Schweigespirale im Internet

Netzkultur Laut einer neuen Studie kommt es vor allem in sozialen Medien zu Selbstzensur statt zu Meinungsvielfalt. Viele orientieren sich nur an den Ansichten der Freunde
Ausgabe 36/2014
Die Furcht vor der schrittweisen Isolation – die Schweigespirale in sozialen Netzwerken
Die Furcht vor der schrittweisen Isolation – die Schweigespirale in sozialen Netzwerken

Foto: Cristina Arias/ Cover/ Getty Images

Sie gilt als Segen und Fluch, die Heterogenität und Meinungsvielfalt des Internets. Hier finden sich intelligente Gegenöffentlichkeiten genauso wie Verschwörungstheorien und maßlose Anfeindungen. Das US-amerikanische Pew Research Center relativiert durch eine Studie jetzt aber die Idee des völlig freien Austauschs der Meinungen im Netz. 1.801 Personen wurden dafür über ihre Bereitschaft befragt, in sozialen Medien ein polarisierendes Thema zu kommentieren.

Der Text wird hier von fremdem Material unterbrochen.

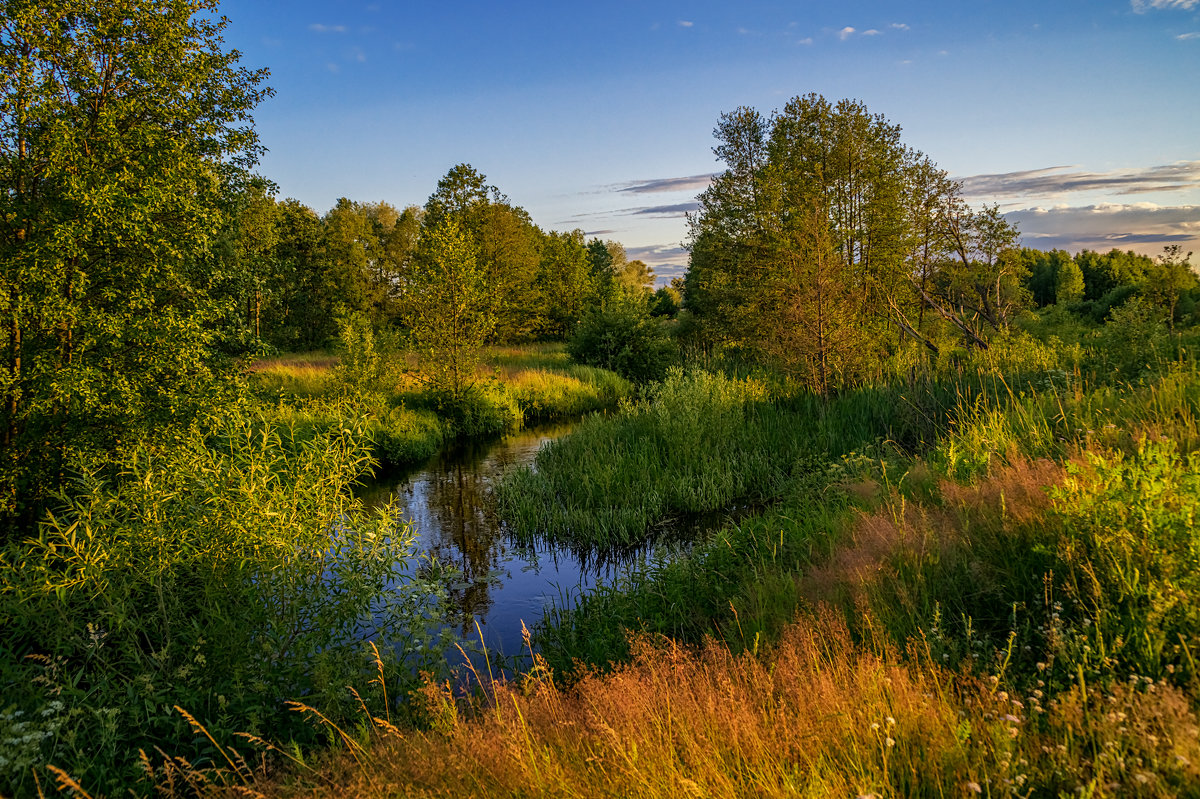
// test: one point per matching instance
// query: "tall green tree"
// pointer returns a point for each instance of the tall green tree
(827, 241)
(448, 307)
(507, 241)
(124, 128)
(564, 281)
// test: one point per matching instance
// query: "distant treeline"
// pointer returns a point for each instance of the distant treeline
(300, 271)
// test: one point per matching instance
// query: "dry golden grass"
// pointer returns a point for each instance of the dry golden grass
(820, 714)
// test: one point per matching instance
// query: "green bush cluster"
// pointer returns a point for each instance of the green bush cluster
(225, 574)
(623, 336)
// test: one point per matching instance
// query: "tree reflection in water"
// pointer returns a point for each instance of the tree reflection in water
(492, 580)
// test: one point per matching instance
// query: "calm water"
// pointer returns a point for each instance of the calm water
(499, 584)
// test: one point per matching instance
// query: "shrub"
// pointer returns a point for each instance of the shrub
(223, 574)
(624, 337)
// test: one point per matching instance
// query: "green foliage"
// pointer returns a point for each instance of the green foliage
(1128, 552)
(449, 308)
(124, 131)
(697, 443)
(1134, 341)
(622, 336)
(225, 574)
(825, 236)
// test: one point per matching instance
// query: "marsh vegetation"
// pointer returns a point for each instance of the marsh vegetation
(955, 479)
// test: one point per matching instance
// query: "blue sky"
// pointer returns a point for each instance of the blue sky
(1081, 118)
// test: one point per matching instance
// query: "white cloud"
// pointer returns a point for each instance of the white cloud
(1144, 227)
(1050, 181)
(1143, 6)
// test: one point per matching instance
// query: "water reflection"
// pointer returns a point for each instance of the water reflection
(498, 582)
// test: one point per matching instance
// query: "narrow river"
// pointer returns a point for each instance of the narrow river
(498, 583)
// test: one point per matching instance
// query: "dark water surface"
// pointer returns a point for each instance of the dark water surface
(498, 583)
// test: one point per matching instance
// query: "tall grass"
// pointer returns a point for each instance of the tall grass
(406, 422)
(820, 715)
(223, 574)
(697, 443)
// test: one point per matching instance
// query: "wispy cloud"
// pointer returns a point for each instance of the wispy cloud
(691, 182)
(666, 260)
(1053, 180)
(1143, 6)
(677, 209)
(1145, 227)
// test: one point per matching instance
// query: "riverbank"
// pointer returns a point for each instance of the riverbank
(999, 612)
(407, 422)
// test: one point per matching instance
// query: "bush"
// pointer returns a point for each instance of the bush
(223, 574)
(624, 337)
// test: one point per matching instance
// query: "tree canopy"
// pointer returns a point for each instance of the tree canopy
(826, 240)
(124, 131)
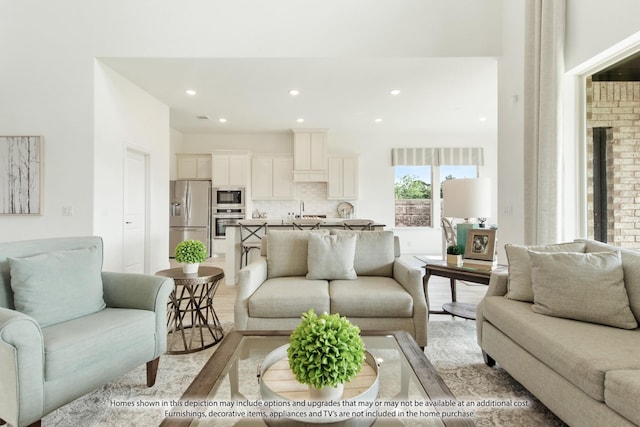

Bei der Auswertung griffen die Wissenschaftler auf ein altes Modell der Kommunikationsforschung zurück: Elisabeth Noelle-Neumanns Schweigespirale aus den 70ern. Menschen haben demnach Angst, ihre Meinung im Bekannten- und Freundeskreis zu äußern, wenn sie vermuten, dass diese von jener der Mehrheit abweicht. Dieses Prinzip gibt es offenbar auch in einer digitalen Variante. Die Befragten gaben an, Meinungsäußerungen, die denen ihrer Freunde widersprechen, eher zu vermeiden. Im Internet wirkt die Schweigespirale außerdem besonders stark. Personen, die in sozialen Medien besonders aktiv sind und dadurch besonders viele Kommentare von Freunden und Bekannten lesen, verspüren den sozialen Druck stärker als andere. Die meisten Befragten wollen ihre Ansichten deshalb lieber persönlich vertreten als in sozialen Medien.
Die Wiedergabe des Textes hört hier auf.